Dejo esta reflexión que me encontré en Facebook, de alguna vez que en ella dejaron etiquetadas a las dos cuentas que antes mencioné. Pero antes apunto que no es que tenga algo en contra de los católicos (ni mucho en contra de la iglesia católica), es sólo que fue uno de los ejemplos que pudieron haber sido usados para el efecto que se deseó transmitir, y fue el que quien escribió la mencionada reflexión eligió.
Matrimonio entre Católicos
Estoy completamente a favor de permitir el matrimonio entre gente rara.
Me parece un gran error, una injusticia intentar impedírselo.
No son enfermos. Y pese a que a muchos no les agraden o les parezcan
extraños, son personas como cualquier otra y deben tener los mismos
derechos que los demás.
Soy consciente de que muchos comportamientos y rasgos de carácter de las
personas católicas (religiosas) como su actitud casi enfermiza para con
el sexo pueden parecernos extraños a los demás. Se que incluso, a
veces, podrían esgrimirse argumentos de salubridad publica contra ellos
(como su peligroso y deliberado rechazo hacia el preservativo). Se
también que muchas de sus costumbres, como la exhibición publica de
imágenes de torturados puede incomodar u ofender a mas de uno; pero
esto, no es razón para impedirles el ejercicio del matrimonio.

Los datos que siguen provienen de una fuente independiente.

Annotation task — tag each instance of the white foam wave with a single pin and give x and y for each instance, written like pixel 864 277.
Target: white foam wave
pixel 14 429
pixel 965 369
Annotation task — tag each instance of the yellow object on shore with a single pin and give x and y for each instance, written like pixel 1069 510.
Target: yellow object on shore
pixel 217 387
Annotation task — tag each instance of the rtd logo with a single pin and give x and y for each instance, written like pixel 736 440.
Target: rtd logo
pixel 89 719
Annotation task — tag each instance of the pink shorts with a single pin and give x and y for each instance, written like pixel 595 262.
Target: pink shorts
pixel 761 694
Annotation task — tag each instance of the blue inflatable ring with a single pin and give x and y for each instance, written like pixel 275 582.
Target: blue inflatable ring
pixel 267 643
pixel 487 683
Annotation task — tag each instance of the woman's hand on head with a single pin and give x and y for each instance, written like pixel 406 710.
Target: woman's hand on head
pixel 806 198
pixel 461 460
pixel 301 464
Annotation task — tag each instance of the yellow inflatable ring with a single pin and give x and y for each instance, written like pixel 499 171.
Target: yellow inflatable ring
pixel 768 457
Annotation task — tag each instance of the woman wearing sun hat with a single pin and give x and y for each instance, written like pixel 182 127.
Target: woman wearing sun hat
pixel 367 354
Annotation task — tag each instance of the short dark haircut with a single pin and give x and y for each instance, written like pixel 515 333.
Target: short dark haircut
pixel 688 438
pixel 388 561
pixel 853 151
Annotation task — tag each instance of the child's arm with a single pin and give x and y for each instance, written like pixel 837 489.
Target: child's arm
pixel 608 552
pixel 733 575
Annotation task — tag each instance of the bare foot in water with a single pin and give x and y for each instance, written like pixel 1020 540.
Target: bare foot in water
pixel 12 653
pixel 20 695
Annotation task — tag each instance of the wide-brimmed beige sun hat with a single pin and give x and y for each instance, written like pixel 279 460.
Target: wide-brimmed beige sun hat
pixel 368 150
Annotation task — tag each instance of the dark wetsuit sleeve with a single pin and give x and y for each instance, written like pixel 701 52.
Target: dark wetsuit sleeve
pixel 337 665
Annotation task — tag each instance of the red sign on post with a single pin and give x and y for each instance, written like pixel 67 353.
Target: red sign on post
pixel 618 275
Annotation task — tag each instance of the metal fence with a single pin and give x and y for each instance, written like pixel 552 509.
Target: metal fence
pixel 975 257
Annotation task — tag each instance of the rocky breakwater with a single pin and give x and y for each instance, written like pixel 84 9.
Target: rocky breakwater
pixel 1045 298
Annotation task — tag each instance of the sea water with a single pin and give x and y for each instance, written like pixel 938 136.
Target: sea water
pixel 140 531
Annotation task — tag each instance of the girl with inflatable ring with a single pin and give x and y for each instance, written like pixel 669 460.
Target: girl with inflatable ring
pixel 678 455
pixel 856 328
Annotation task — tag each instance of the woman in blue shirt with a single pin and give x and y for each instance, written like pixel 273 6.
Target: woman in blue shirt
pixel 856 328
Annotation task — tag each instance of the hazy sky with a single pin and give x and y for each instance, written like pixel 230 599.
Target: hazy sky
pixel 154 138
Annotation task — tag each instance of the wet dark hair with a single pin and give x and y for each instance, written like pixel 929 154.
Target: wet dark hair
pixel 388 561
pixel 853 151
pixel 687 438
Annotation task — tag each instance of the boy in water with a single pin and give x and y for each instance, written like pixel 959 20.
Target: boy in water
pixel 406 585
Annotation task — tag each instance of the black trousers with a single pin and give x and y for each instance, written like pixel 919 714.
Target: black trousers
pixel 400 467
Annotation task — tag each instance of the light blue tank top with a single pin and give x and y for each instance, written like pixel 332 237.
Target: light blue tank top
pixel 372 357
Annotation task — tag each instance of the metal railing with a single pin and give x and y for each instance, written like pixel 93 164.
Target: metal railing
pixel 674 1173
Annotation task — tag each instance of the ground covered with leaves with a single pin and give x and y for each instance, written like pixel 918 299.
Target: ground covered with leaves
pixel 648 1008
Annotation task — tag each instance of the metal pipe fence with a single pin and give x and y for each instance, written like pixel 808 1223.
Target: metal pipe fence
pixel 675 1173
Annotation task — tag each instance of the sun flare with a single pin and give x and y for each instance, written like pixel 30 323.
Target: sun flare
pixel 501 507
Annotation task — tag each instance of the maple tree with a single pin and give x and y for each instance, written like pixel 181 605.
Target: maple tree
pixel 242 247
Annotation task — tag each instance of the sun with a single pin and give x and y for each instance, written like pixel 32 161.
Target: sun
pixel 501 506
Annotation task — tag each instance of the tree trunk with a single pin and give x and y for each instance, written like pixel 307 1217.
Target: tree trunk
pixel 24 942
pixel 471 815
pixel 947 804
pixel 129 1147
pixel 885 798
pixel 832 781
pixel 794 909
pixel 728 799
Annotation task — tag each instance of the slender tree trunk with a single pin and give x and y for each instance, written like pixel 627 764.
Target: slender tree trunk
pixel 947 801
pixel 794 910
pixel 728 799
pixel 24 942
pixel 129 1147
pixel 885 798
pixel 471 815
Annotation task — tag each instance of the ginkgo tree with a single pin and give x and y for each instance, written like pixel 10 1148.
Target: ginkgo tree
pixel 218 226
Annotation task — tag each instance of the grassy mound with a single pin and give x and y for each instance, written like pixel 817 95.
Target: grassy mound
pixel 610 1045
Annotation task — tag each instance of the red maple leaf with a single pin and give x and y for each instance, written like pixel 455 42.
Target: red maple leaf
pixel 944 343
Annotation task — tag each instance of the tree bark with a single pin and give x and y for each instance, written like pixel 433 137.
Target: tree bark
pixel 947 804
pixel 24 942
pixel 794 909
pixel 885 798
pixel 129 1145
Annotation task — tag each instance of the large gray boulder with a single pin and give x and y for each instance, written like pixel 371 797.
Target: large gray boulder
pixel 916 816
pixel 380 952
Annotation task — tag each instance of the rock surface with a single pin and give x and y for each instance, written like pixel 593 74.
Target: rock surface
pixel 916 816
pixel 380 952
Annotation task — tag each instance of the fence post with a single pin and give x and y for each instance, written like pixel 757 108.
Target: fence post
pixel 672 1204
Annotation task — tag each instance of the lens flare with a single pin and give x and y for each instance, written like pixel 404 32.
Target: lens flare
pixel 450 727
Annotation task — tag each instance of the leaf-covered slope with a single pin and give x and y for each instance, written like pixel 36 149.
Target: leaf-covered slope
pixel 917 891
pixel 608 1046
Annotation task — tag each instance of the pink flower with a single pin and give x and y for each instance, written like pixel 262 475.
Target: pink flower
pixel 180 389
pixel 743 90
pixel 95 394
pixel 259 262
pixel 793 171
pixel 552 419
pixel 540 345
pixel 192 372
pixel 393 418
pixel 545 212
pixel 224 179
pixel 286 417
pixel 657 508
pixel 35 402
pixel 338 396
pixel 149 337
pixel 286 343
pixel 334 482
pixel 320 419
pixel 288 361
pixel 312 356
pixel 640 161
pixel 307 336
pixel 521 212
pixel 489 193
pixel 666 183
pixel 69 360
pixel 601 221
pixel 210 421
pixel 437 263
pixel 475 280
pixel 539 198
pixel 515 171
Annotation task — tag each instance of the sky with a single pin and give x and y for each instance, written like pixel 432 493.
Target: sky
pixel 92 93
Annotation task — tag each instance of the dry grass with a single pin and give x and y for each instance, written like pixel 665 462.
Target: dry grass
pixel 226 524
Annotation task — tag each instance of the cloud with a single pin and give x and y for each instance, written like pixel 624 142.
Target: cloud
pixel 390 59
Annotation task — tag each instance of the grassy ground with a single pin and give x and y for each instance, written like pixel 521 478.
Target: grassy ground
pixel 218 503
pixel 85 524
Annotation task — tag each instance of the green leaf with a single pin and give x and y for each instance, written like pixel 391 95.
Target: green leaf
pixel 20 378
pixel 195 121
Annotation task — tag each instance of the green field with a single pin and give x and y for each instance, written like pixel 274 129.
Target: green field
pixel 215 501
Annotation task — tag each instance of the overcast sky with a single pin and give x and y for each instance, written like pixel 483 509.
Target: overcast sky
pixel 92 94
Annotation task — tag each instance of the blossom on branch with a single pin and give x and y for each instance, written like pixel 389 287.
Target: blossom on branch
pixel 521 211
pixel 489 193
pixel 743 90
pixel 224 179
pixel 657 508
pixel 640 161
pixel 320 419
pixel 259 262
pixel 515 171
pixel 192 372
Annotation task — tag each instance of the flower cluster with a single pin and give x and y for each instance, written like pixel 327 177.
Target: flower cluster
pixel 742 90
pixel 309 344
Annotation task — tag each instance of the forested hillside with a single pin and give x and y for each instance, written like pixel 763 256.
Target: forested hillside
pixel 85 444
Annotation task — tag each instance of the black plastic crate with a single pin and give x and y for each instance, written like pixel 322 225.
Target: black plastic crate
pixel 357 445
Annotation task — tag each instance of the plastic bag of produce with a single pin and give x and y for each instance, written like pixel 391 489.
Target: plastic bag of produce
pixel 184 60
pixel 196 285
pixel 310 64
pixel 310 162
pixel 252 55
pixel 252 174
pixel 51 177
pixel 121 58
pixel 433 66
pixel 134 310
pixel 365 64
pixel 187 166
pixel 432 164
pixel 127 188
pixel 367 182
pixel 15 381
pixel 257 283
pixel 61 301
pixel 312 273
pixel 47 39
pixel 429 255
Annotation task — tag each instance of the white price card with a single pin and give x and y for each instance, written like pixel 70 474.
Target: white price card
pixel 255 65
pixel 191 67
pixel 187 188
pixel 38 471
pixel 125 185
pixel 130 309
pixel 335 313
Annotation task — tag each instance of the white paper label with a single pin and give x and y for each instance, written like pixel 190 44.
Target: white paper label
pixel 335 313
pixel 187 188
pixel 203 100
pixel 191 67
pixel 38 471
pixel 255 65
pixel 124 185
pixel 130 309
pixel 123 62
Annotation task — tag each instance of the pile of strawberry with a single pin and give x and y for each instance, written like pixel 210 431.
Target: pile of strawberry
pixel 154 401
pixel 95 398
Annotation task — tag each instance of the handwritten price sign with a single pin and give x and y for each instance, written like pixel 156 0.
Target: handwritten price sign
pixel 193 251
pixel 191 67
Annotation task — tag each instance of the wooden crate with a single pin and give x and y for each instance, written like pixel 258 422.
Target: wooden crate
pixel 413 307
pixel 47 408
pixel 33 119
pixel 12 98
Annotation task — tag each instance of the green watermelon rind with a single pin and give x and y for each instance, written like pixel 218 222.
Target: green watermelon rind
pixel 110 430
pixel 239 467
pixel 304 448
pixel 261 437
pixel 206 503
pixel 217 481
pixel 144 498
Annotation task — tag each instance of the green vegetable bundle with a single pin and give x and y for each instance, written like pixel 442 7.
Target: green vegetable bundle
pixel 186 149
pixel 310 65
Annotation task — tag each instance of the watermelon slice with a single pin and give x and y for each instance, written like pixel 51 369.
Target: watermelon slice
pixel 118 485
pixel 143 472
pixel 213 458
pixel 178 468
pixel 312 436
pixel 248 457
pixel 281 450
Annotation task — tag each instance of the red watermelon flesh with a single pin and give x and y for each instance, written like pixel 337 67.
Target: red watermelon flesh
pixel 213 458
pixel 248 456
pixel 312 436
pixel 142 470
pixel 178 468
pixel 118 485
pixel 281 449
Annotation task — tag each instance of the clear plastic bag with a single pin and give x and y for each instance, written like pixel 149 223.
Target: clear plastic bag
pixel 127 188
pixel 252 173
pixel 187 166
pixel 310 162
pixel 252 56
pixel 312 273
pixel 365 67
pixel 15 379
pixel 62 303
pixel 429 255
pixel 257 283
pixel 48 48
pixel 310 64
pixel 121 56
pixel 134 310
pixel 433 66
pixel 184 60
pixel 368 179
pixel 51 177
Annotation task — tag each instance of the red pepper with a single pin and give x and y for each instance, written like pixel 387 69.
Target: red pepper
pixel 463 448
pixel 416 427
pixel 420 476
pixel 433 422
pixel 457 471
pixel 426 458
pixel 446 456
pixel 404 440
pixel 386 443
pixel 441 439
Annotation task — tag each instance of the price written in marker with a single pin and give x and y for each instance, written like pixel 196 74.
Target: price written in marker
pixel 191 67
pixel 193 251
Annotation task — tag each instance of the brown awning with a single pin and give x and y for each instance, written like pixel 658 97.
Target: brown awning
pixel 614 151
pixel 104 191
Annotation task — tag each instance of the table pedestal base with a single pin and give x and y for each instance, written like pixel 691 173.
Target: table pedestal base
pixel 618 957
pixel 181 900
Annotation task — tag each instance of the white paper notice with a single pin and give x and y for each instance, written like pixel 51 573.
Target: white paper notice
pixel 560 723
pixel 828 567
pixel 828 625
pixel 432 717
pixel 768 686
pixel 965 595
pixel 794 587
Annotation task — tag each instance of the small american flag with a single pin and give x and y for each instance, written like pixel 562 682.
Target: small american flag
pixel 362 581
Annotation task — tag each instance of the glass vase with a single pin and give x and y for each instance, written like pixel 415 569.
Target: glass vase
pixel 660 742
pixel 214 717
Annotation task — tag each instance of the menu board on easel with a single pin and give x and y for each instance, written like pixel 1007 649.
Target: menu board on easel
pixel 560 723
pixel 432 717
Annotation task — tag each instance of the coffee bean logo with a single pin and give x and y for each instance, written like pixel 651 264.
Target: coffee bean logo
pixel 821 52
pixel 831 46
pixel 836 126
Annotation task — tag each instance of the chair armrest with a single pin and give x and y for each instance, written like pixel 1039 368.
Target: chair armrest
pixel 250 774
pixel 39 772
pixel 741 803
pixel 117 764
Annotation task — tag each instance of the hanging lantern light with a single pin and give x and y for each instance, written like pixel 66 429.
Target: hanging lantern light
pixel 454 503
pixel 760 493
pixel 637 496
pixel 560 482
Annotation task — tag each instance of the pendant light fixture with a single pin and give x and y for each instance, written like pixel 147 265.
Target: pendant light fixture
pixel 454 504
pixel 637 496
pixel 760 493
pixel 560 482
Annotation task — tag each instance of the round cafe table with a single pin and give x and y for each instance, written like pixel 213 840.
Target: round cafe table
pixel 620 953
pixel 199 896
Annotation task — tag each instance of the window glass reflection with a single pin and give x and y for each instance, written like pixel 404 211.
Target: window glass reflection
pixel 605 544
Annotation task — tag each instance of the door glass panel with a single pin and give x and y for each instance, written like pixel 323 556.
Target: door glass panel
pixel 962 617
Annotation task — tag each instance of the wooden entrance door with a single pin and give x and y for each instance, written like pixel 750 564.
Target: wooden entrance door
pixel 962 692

Algunos podrían decir que un matrimonio entre católicos no es un
matrimonio real, porque para ellos es un ritual, y un precepto religioso
ante su dios, en lugar de la unión entre dos seres humanos. También
dado que los hijos fuera del matrimonio están gravemente condenados por
la iglesia y sus escritos, algunos podrían considerar que permitir que
los católicos se casen, incrementaría el numero de matrimonios por “el
que dirán”, o por la simple búsqueda de sexo(otra prohibición fuera del
matrimonio), incrementando con ello la violencia en el hogar y las
familias disfuncionales. Pero recordemos que esto no solo ocurre en los
hogares católicos, y que dado que no podemos predecir el futuro, ni leer
la mente de los demás, no debemos, ni podemos juzgar la naturaleza de
sus motivaciones.
Por otro lado, el decir que eso no es normal, que eso no es matrimonio y
que debería ser llamado de otra manera, no es mas que una forma un
tanto despreciable de desviar el debate a cuestiones semánticas que no
vienen al caso: aunque sea entre católicos los derechos del matrimonio
son del matrimonio, y una familia es una familia.
Y con esta alusión a la familia paso a otro tema candente, sobre el que
mi opinión, espero, no resulte demasiado radical: tambien estoy a favor
de permitir que los catolicos adopten hijos.
Algunos se escandalizaran ante una afirmacion de este tipo. Es probable
que se escuchen exclamaciones como estas: ¿católicos adoptando hijos?,
¡esos niños podrían hacerse católicos!...a ese tipo de criticas
respondo: si bien, podría ser cierto que los hijos de católicos(que
crecen entre biblias, rezos, castigos, misas, etc..) tienen mayor
probabilidad y riesgo de convertirse en fanáticos religiosos(al
contrario que por ejemplo…hijos de futbolistas en futbolistas, hijos de
escritores en escritores, hijos de psicólogos en psicólogos, o hijos de
gays y lesbianas en homosexuales) ya he argumentado antes que los
católicos son personas como las demás; y no obligaran a sus crios a ser
lo que son ellos, y además, como es sabido, esos niños terminaran
decidiendo en que tipo de seres se convertirán.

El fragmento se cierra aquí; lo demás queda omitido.